The pressure in a water pipe in the basement of an apartment house is $4.10 \times 10^{5} \mathrm{Pa},\( but on the seventh floor it is only \)1.85 \times 10^{5} \mathrm{Pa} .$ What is the height between the basement and the seventh floor? Assume the water is not flowing; no faucets are opened.

Short answer

Answer: The height difference between the basement and the seventh floor of the apartment house is approximately \(22.93\,\mathrm{m}\).

Step-by-step solution

Identify the formula for hydrostatic pressure

The hydrostatic pressure (P) in a fluid is given by the formula: \(P = \rho g h,\) where \(\rho\) is the density of the fluid, \(g\) is the acceleration due to gravity, and \(h\) is the height difference between the two points in the fluid.

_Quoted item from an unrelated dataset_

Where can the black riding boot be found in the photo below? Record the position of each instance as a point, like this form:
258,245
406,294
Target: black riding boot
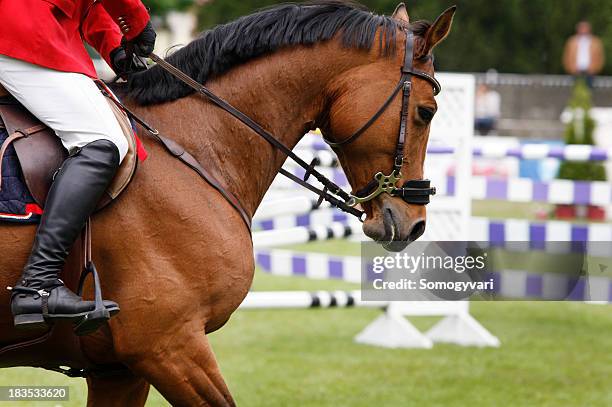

Identify the pressure difference

The pressure in the basement is \(4.10 \times 10^{5} \mathrm{Pa}\) and on the seventh floor, it is \(1.85 \times 10^{5} \mathrm{Pa}\). The difference in pressure is: \(\Delta P = P_\text{basement} - P_\text{7th floor} = (4.10 \times 10^{5}) - (1.85 \times 10^{5}) \mathrm{Pa}\).

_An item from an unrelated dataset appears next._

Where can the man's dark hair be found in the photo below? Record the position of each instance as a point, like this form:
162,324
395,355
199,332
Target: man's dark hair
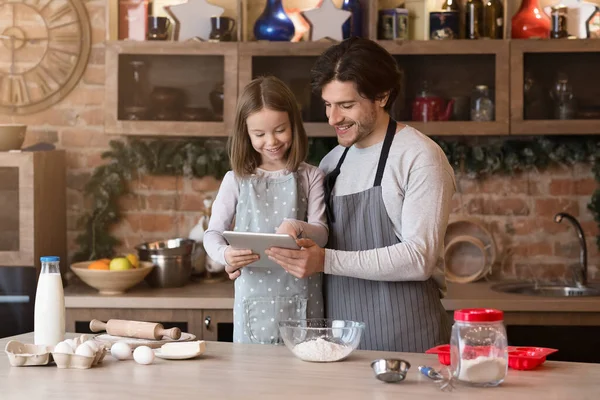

Calculate the pressure difference

Now we will calculate the pressure difference: \(\Delta P = (4.10-1.85) \times 10^5 = 2.25 \times 10^5 \mathrm{Pa}\).

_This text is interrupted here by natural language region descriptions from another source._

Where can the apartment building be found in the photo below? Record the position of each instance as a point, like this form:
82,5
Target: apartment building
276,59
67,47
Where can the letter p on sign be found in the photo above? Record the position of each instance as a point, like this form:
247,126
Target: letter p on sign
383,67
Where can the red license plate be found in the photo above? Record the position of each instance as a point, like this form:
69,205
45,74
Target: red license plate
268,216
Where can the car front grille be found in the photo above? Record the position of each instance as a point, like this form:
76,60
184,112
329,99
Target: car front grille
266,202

Determine the water density and gravitational acceleration

The density of water \(\rho\) is approximately \(1000 \,\mathrm{kg/m^{3}}\). The acceleration due to gravity \(g\) is \(9.81 \,\mathrm{m/s^{2}}\).

Solve for height difference (h)

Rearrange the hydrostatic pressure formula to solve for height difference: \(h = \frac{\Delta P}{\rho g}\). Now, plug in the values: \(h = \frac{2.25 \times 10^{5}\,\mathrm{Pa}}{1000\, \mathrm{kg/m^{3}} \cdot 9.81\, \mathrm{m/s^2}}\).

Calculate the height difference

Calculate the height difference: \(h = \frac{2.25 \times 10^{5}}{1000 \cdot 9.81} = \frac{2.25 \times 10^{5}}{9810} = 22.93\,\mathrm{m}\).

Interpret the result

The height difference between the basement and the seventh floor of the apartment house is approximately \(22.93\,\mathrm{m}\).